Heritage varieties are the older or heirloom vegetables. Each variety has its own history and chefs use the vegetable's ‘oddness' (too knobbly, strange colours) to enhance the look and flavour of a dish.
Foraging also continues to be a popular past-time, and the likes of wild asparagus and dandelion leaves can add a homely or unusual element.
Though heritage varieties are often more expensive than cultivated varieties, they are definitely a worthy addition to dishes as they add interest, colour and flavour that commercial vegetables simply cannot.
As part of our tutored tasting series with New Covent Garden Market, Marcus Bunney from supplier J Connell guides us through a selection of heritage and foraged varieties supplied by wholesaler the French Garden, while head chef Robert Malyon of La Brasserie shares his ideas for using these unusual ingredients.
SAND CARROTS (CAROTTES DES SABLES)
Properties These carrots are grown in sandy soil composed of river silt in a tiny part of coastal Normandy. The area benefits from a mild maritime climate, sea breezes and salt spray, and the carrots are fertilised with local seaweed. All these factors combine to produce carrots with the taste of the sea, a deep orange colour, a melting texture and delicate taste.
Notes Sand carrots are harvested according to the demands of the market, which ensures maximum freshness.
Properties Heritage radishes are longer than cultivated varieties and tend to be hotter.
Usage Best when they are as fresh as possible, in salads or on their own as a garnish.
Notes The crop grows astonishingly quickly, speeding up as the weather warms, and by June they can take as little as 25 days from seed to harvest. Traditionally, radishes are harvested from St George's Day to Hallowe'en, but by using naturally cold-resistant varieties, the season can be stretched from mid-February to November.
Properties Le Navet is the yellow turnip in standard French, and it has an acquired taste. Just the white, bulbous taproot is used.
Usage When they are young and fresh in spring, the flavour is delicate and not as overpowering as it often is in autumn and winter. They can easily be eaten raw or used to accompany a meat dish: boil briefly then glaze in a sugar and butter mixture.
Properties Golden beetroot has a more subtle flavour than the red variety, and its vibrant golden colour makes it a great garnish.
Properties Pissenlit is the French name for dandelion, and it is named for its diuretic properties. This prolific herb, which is considered a weed, is edible in its entirety.
If left to grow naturally, Pissenlit has dark green leaves containing high amounts of iron. The leaves are sometimes forced and grown in the dark - much like rhubarb. Lack of light results in paler leaves due to lack of chlorophyll and, as a result, the leaves are less bitter.
Usage Great as a green in salads, but can also be blanched and wilted for pesto or as a pasta accompaniment.
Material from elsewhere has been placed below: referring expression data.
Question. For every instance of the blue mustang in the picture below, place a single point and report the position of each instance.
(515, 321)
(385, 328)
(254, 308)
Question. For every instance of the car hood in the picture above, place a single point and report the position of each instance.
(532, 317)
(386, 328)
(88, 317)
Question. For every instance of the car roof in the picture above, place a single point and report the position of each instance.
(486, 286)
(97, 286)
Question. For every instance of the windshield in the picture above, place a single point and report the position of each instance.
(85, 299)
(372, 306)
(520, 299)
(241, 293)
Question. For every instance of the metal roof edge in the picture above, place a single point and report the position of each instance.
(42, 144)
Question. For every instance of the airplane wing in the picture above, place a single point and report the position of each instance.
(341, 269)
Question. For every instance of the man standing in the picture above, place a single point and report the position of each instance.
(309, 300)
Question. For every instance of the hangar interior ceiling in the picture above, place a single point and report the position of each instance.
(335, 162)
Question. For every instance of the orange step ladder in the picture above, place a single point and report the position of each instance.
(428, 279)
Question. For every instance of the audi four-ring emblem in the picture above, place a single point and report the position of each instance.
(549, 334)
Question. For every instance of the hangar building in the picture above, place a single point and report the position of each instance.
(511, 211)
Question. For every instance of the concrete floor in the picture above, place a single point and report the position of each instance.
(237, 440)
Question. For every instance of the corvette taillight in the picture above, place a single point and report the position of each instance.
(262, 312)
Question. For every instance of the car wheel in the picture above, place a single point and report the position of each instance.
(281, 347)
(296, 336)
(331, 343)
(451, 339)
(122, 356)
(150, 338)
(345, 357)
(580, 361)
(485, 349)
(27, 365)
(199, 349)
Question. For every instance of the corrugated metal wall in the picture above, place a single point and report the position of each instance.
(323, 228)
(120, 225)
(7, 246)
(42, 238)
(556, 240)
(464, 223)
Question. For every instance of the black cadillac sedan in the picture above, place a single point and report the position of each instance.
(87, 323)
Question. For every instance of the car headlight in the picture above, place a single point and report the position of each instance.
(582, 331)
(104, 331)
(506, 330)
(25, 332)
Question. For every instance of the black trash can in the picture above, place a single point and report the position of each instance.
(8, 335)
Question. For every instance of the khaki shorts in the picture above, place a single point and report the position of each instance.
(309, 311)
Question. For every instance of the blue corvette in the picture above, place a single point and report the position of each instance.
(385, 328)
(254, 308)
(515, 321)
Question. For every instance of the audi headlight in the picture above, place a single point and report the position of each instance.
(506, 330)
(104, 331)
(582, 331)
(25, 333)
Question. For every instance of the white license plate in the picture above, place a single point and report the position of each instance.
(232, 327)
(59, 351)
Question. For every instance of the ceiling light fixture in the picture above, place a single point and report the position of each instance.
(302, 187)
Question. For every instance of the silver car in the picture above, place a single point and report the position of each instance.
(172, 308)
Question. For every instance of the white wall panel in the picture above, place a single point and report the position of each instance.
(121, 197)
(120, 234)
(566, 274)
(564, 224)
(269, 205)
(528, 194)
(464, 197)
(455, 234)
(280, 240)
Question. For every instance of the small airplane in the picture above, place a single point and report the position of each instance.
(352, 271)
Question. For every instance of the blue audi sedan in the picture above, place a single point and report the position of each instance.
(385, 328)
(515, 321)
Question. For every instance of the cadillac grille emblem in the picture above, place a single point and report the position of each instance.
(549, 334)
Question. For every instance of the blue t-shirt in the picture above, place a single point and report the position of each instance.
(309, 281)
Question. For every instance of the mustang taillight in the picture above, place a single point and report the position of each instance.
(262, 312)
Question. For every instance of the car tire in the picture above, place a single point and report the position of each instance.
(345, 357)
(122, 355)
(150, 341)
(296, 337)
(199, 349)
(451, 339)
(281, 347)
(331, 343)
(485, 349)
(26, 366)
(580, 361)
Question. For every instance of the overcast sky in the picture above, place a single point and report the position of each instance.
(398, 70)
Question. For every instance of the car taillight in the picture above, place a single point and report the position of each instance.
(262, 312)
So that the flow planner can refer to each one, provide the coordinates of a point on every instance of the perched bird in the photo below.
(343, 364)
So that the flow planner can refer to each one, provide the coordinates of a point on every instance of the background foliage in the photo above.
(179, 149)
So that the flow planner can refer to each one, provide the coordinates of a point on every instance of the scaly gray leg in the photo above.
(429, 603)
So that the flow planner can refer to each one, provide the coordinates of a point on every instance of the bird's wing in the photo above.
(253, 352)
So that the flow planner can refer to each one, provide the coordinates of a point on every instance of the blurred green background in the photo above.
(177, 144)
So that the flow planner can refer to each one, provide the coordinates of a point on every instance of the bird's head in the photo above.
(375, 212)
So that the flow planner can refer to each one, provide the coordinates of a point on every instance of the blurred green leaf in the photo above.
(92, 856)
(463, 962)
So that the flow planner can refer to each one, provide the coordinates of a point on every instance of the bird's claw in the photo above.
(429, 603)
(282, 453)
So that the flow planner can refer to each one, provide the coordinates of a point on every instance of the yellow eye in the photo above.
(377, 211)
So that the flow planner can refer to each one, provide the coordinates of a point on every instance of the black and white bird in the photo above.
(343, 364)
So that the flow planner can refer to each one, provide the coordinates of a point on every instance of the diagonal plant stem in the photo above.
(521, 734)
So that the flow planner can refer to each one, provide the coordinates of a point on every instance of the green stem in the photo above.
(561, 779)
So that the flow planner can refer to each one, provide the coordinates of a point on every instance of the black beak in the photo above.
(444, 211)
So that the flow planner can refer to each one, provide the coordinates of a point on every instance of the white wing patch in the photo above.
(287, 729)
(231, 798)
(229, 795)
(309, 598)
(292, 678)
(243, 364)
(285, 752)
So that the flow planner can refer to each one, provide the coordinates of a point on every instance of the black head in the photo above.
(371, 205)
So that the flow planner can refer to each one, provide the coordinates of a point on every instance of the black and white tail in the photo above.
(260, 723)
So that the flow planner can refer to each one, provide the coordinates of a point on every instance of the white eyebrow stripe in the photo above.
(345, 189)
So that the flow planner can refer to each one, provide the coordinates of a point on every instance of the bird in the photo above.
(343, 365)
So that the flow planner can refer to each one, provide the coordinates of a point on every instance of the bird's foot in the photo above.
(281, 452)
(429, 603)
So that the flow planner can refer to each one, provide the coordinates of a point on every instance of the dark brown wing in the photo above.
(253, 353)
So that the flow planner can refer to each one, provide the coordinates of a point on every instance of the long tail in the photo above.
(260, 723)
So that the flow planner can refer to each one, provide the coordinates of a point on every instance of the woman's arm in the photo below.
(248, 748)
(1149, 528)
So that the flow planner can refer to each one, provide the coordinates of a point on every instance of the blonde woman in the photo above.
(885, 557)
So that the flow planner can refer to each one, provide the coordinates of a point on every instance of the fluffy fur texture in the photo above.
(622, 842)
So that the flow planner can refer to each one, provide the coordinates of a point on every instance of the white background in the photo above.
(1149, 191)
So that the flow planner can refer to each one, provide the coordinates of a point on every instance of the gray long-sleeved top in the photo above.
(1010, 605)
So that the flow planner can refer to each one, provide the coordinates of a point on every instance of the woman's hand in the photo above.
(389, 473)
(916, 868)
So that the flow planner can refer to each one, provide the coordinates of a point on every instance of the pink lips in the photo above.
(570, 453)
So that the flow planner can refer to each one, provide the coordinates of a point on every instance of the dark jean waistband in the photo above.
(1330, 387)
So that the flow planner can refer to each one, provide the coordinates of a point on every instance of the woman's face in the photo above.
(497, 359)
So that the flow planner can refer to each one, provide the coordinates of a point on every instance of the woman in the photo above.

Notes High in vitamins A and C, dandelion leaves contain more iron than spinach when chlorophyll is allowed to form.
WILD ASPARAGUS (GRASS)
Properties Wild asparagus has thinner and longer shoots than the cultivated variety, but otherwise it is very much similar to its commercially grown cousin - asparagus officianlis - albeit with a slightly more delicate taste.
Notes Refrigerate wild asparagus as soon as possible to prevent the spears from becoming stringy. It can also be blanched and frozen to preserve it.
WHAT THE CHEF SAID
Robert Malyon, head chef, La Brasserie, Kensington, London
Heritage varieties have a really intense flavour and I like the fact they are not all a uniform shape and size - they give dishes a really attractive, rustic look.
Sand carrots are so naturally tasty that we scrub them rather than peel them to preserve the flavour. We cook them in a little butter and water with a pinch of sugar. We use heritage carrots raw in salads or very lightly cooked so they retain their colour. Just one or two slices can really brighten up a plate.
We serve turnips aigre-doux, which is a French sweet and sour pickle. We boil white wine vinegar, bay leaf and peppercorns and, while it's still hot, pour it over thinly sliced turnips. You can do this with other vegetables too, such as radish or mushrooms. We serve the pickled turnip with salmon tartare.
Heritage radishes come in beautiful shades of purple, white and yellow. We use them in a salad with mixed leaves, green beans and tiger prawns cooked in chilli, garlic and white wine. It's a really popular summer dish.
The beetroot we roast and serve as a garnish and we also purée it and serve it with medallions of salmon and braised lentils.
Wild asparagus is fragile and delicate and needs very little cooking. I like to sauté it in butter and serve it simply with lemon and a little seasoning.